Under the allocation policy, the SECP revealed that a Pension Fund Manager shall offer at least four allocation schemes for a Participant to choose from, based on the laid down criteria.
Given the laid down criteria, a Participant will choose the percentage of contribution) that goes into each sub-fund for individual allocation schemes. The participant may choose to freeze his portfolio allocation and percentages at a point in time and the allocation and percentages may be changed for future contributions.
The participant may choose to freeze his portfolio allocation and percentages at a point in time and the allocation and percentages may be changed for future contributions. Such change will be allowed twice till retirement. If a Pension Fund Manager wants to provide additional allocation schemes or products (e.g. Lifecycle products), it may do so subject to the approval of the Commission. Up to two additional schemes/products may be approved in the first five years.
A Participant shall have the option to select any one of the allocation scheme/products offered by the Pension Fund Manager.
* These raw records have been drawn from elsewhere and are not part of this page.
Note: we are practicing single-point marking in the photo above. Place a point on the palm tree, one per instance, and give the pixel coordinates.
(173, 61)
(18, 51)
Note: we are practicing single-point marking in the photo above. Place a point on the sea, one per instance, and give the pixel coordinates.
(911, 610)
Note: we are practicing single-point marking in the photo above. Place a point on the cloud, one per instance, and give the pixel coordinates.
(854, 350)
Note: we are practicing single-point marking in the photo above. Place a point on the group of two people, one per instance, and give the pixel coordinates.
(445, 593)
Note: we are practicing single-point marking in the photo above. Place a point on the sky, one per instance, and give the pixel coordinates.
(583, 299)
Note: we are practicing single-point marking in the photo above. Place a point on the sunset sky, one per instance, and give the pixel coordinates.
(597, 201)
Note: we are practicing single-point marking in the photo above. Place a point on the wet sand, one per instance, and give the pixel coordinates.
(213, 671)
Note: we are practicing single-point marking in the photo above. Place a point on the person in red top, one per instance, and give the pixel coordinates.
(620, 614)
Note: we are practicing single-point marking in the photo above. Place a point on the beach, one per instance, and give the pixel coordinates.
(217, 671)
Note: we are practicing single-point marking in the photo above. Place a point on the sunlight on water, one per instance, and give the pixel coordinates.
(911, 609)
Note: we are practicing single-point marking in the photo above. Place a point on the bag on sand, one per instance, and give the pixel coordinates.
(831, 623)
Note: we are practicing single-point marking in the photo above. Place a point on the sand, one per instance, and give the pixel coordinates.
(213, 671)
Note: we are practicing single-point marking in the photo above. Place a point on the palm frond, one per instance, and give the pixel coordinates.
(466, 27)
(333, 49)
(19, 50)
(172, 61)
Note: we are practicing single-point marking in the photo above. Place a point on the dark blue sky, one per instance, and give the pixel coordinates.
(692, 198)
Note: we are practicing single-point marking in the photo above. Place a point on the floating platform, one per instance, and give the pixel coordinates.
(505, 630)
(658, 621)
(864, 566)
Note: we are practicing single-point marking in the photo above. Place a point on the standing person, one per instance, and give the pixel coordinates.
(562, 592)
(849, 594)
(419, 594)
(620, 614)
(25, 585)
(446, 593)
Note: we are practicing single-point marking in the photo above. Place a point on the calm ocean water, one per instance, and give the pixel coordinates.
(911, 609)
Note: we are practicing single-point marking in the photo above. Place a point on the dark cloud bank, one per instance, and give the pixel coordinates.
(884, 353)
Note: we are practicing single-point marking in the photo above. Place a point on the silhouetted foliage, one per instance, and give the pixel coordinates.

In the event no choice is made by the Participant, a PFM, keeping in view the profile and age of the Participant, shall allocate the contributions preferably to an approved Lifecycle Allocation Scheme specified, and if such a scheme has not been offered, then allocate contributions to either Low Volatility (formerly Conservative Allocation Scheme) or Lower Volatility (formerly Very Conservative Allocation Scheme).
A Pension Fund Manager shall get an undertaking from every Participant that he/she has no objection to the investment and allocation policy determined by the Commission and he or she is fully aware of the risks associated with the investment policy and the allocation policy chosen by him or her.
The Pension Fund Manager shall make reallocation of the units between the sub-funds at least once a year to ensure that the allocation of units of all the Participants are according to the percentages selected by the Participants or where no selection has been made according to the prescribed allocation policy, SECP added.
A participant will choose the percentage of contribution) that goes into each sub-fund for individual allocation schemes, SECP added.